The Queen’s speech, setting out the government’s agenda for the new session of parliament, confirmed ministers' plan to ensure more NHS services run on weekends.
The Queen said: ‘In England, my government will secure the future of the NHS by implementing the NHS's own five-year plan, by increasing the health budget, integrating health care and social care, and ensuring the NHS works on a seven-day basis. Measures will be introduced to improve access to GPs and to mental health care.’
The Conservatives promised in their election manifesto to ensure every patient in England would have 8 till 8 and seven-day GP access, a proposal which has been bitterly opposed by GPs.
GP access fund will cover 18 million patients
In a briefing note accompanying the Queen's speech, the government said the prime minister's GP access fund was already extending evening and weekend access and would cover 18 million patients by the end of the year. 'That access will be expanded further', it added.
GP leaders have hardened their language over the government's access plans since the Conservatives won a majority earlier this month. GPC chairman Dr Chaand Nagpaul made a last-ditch appeal to ministers to dump the proposals and focus on the workforce and funding crisis. Addressing the annual conference of UK LMCs, Dr Nagpaul called on David Cameron to ‘jettison the political pipe dreams of tomorrow and get real about how we resource, resuscitate and rebuild general practice’.

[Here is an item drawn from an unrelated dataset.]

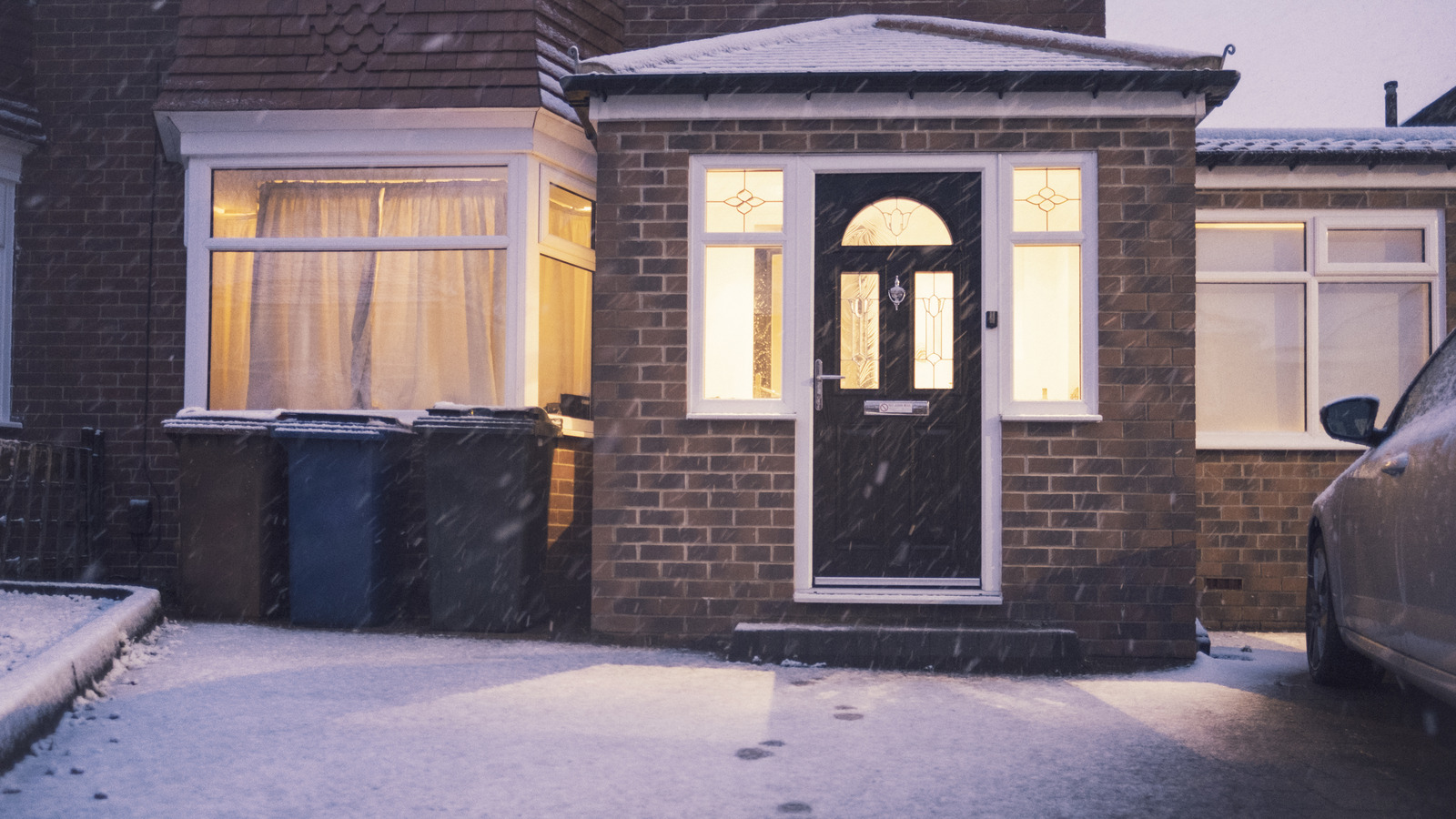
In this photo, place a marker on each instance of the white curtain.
(393, 329)
(431, 336)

‘Ministers must halt their surreal obsession for practices to open seven days when there aren’t the GPs to even cope with current demands’, he said.
GPC executive member Dr Beth McCarron Nash told the conference it would be ‘completely unacceptable’ for the government to impose seven-day services in the GP contract. Executive member Dr Charlotte Jones added: ‘There is no way they are going to impose that on us.’
The prime minister said last week there would be a ‘new deal’ for general practice, recruiting 5,000 more GPs and providing new investment and training.
The ‘big vision’, the prime minister said, was for ‘a modern NHS working for you seven days of the week - when you need it, where you need it’.
The vision, Mr Cameron added, was rethinking primary care: ‘Prevention, not just treatment. Tackling causes, not just symptoms. Treating the whole person, not just an individual ailment’.